Retry and Error Handling

Tinkex provides sophisticated retry mechanisms and error categorization to build resilient applications that gracefully handle transient failures, rate limits, and network issues. This guide covers the error model, retry strategies, telemetry integration, and production best practices.

Overview

Tinkex's error handling system distinguishes between user errors (permanent failures that should not be retried) and transient errors (temporary failures that may succeed on retry). The retry mechanism uses exponential backoff with jitter and integrates with telemetry for observability.

Key components:

Tinkex.Error - Structured error type with categorization
Tinkex.Retry - Retry orchestration with telemetry
Tinkex.RetryHandler - Configurable retry policy and timing
Tinkex.RateLimiter - Shared backoff state for rate limit coordination
Tinkex.RetryConfig - User-facing sampling retry configuration (max retries, jitter, progress timeout, connection limit)

Sampling retry configuration

SamplingClient now accepts an optional :retry_config, letting you tune high-level retries and bound concurrent attempts per client.
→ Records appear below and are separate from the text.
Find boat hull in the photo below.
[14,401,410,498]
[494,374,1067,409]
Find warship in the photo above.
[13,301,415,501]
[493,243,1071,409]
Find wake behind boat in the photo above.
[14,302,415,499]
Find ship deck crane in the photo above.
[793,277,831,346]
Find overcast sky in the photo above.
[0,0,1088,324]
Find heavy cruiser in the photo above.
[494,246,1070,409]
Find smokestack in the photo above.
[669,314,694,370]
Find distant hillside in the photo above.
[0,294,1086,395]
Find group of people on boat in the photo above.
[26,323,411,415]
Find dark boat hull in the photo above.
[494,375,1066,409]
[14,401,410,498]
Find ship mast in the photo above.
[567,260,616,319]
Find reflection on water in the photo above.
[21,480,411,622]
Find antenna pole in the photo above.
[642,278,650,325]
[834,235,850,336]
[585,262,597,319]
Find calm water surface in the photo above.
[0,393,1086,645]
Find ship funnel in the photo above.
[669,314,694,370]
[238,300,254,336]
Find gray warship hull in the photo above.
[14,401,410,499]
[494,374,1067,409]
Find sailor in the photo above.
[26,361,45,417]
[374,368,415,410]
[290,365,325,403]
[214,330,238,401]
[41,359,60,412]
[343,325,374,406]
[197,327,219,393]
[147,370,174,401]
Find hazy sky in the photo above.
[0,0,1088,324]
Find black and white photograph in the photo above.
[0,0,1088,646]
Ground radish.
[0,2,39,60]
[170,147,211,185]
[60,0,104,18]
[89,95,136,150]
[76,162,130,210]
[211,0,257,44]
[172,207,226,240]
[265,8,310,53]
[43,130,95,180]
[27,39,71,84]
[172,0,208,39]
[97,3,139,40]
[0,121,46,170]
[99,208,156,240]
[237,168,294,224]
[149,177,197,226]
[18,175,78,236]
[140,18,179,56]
Defaults match the Python SDK: base delay 500ms, max delay 10s, ±25% jitter, 120-minute progress timeout, unbounded retries until the progress timeout elapses, and 1000 max_connections.

# Custom retry profile
retry_config =
  Tinkex.RetryConfig.new(
    max_retries: :infinity,
    base_delay_ms: 750,
    max_delay_ms: 15_000,
    jitter_pct: 0.25,
    max_connections: 20
  )

{:ok, sampler} =
  Tinkex.ServiceClient.create_sampling_client(service,
    base_model: "meta-llama/Llama-3.1-8B",
    retry_config: retry_config
  )

# Disable retries for a specific client
{:ok, sampler} =
  Tinkex.ServiceClient.create_sampling_client(service,
    base_model: "meta-llama/Llama-3.1-8B",
    retry_config: [enable_retry_logic: false]
  )

Notes:

Retry logic runs at the SamplingClient layer; HTTP sampling calls still default to 0 low-level retries.
max_connections gates concurrent sampling attempts using a semaphore to protect pools under load.
progress_timeout_ms aborts a retry loop if no forward progress is observed within the window.

The Error Model

Tinkex.Error Structure

All Tinkex operations return {:ok, result} or {:error, %Tinkex.Error{}} tuples:

%Tinkex.Error{
  message: "Rate limit exceeded",
  type: :api_status,
  status: 429,
  category: :transient,
  data: %{"retry_after_ms" => 5000},
  retry_after_ms: 5000
}

Fields:

message - Human-readable error description
type - Error classification (:api_connection, :api_timeout, :api_status, :request_failed, :validation)
status - HTTP status code (if applicable)
category - Request error category (:user, :transient, :system)
data - Additional error context from the API
retry_after_ms - Server-requested retry delay

Error Types

:api_connection Network connectivity failures (DNS resolution, connection refused, TLS errors). Always retryable.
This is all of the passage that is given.